In this way you will find around the cities of Patan, Bhakatapur and Katmandu, 4 holy hills, 4 main Vishnu temple, 4 main Ganesh temple etc and by drawing imaginary lines between these power, you would draw a sort of Mandala with the city at the center. Each power point you will find a lingam, a pool of water (kund) a large tree (usualy a ficus religiosa) a temple, a fountain etc.

Obviously this goes along with a well organized calendar of festivals during which all respective deities would be worshipped to make sure none is neglected, and routes to allow pilgrims to go around, perform "yatra", along these imaginary mandala lines, stopping in each power point to pay respect making sacrifices (yajna).

Shanku, VajraYogini Temple
Each angle or corner of the mandala is considered Thirtha, a passage, a gate, a ford, a connection with the other world (the Ultimate or Absolute). Doing a Yatra along the lines of the mandala is a powerful way to connect with the Absolute.

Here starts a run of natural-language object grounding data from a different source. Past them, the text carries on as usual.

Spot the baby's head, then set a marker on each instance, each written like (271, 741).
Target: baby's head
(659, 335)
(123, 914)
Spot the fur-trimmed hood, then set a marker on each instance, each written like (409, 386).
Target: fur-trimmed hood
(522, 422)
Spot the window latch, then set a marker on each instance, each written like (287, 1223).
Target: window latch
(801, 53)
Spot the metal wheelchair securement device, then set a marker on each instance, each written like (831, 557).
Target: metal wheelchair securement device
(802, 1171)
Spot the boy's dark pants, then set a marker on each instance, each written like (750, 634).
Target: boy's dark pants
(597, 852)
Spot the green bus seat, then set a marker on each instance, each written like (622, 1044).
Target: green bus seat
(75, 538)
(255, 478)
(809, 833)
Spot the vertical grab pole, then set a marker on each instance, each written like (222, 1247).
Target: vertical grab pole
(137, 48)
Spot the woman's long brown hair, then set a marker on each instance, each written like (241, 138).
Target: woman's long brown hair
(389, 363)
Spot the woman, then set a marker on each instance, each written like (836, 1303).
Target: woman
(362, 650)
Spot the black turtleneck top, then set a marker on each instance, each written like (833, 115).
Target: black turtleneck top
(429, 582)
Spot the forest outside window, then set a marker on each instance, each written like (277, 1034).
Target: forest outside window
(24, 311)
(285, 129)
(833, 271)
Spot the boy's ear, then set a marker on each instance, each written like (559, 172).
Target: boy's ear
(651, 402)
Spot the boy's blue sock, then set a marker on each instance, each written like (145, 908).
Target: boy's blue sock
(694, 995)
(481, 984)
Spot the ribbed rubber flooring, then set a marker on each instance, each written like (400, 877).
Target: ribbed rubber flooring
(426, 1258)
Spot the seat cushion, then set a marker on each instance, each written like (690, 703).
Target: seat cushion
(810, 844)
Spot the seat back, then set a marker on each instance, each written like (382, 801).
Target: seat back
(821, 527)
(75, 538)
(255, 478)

Doing a yoga training in Kathmandu today still allows to benefit of that unfortunately vanishing energy and to refuel at the source of the yogic science and the reason why Nepal is called Sadhana Bhumi. See previous blog article in this respect. When practicing in Nepal, the mighty Himalayas will remind you of the macro by their majestic aspect and mere size. The meso-cosmos, as seen here is everywhere. The micro-cosmos will be the subject of our study and inquiry through our sadhana. Of course the spirit of all the enlightened master who have chosen to reside in the Himalaya will be helping us on our path.

Today's modern urban imperatives are unfortunately ignorant of the macro and micro cosmos.  And despite the economic model is falling apart everywhere, only the eco-cosmos is to be maintained at all price and our gods are called automobiles, supermarkets, petrol stations, airport etc.

In Kathmandu, despite being the most polluted city in Asia, projects are cutting trees to increase the size of the roads to allow more cars to travel (and only the rich have cars here), and it seems the brand-new car show room receive more attention than the temples.
Nowadays, everybody takes, but no one gives, as it is the major tenet of capitalism. We take all our resources from nature but do not give back anything, except pollution, because it would destabilize the eco-cosmos.

Let see what karmic fruits we will have to eat. My feel is that they will be very bitter, if not poisonous.